La violencia en nuestra sociedad

Después de una larga ausencia retomo mis comentarios. Muchos son los acontecimientos que han ocurrido en el país y que retuvieron mi atención, muchas también han sido las opiniones que sobre ellos se emitieron y muchas son a las que me hubiera gustado responder o agregar lo mío. Comprenderán que un hecho me haya marcado con mayor peso y pienso que todos se imaginan que me refiero al crimen cometido contra los pasajeros del bus de la línea 47. El ataque armado contra el bus y el incendio con sus pasajeros al interior ha sido considerado como el punto culminante de la actividad criminal de las pandillas.

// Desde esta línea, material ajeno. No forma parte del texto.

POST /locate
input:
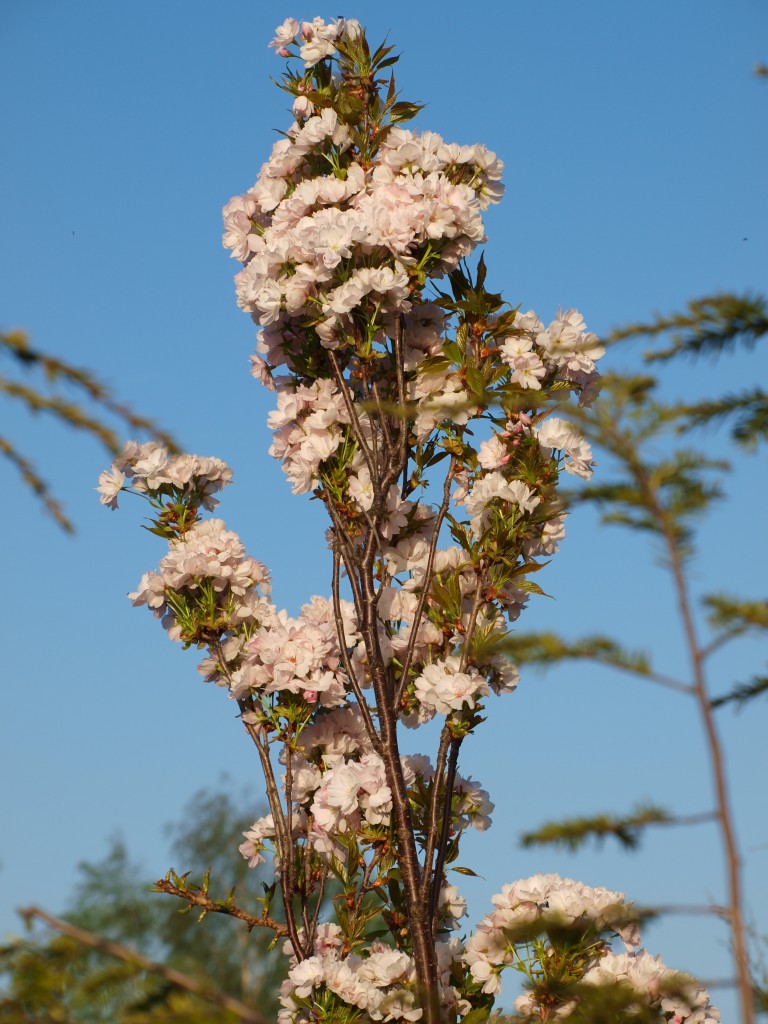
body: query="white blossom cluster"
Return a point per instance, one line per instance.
(542, 899)
(315, 39)
(339, 781)
(379, 980)
(316, 247)
(308, 428)
(208, 564)
(677, 995)
(297, 655)
(151, 467)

La indignación y la condena han sido unánimes y categóricas. Todos los salvadoreños nos hemos sentido agredidos. Nunca pensamos que actos de esta índole pudieran verse cometidos en nuestro territorio. Todos pensamos que las masacres eran asunto del pasado y que eran el patrimonio de las fuerzas represivas antipopulares. Esta vez el terror nos llega de parte de civiles, de miembros de nuestra sociedad. Claro que esta pertenencia a la colectividad nacional nos cuesta reconocerla y de manera inconciente colocamos a los asesinos afuera de la sociedad. No obstante lo primero que debe penetrar en nuestras conciencias es que esos grupos criminales son también el fruto de nuestra sociedad. Es cierto que podemos bemolizar nuestro juicio y argüir que las “maras” tienen su origen en los Estados Unidos y que el gobierno de ese país con absoluta irresponsabilidad y con total desprecio hacia nosotros, desde la firma de los Acuerdos de Chapultepec, inició la expulsión hacia nuestro país de criminales y miembros de esas organizaciones sin advertir convenientemente a las autoridades salvadoreñas. Esto es lo que siempre se ha alegado.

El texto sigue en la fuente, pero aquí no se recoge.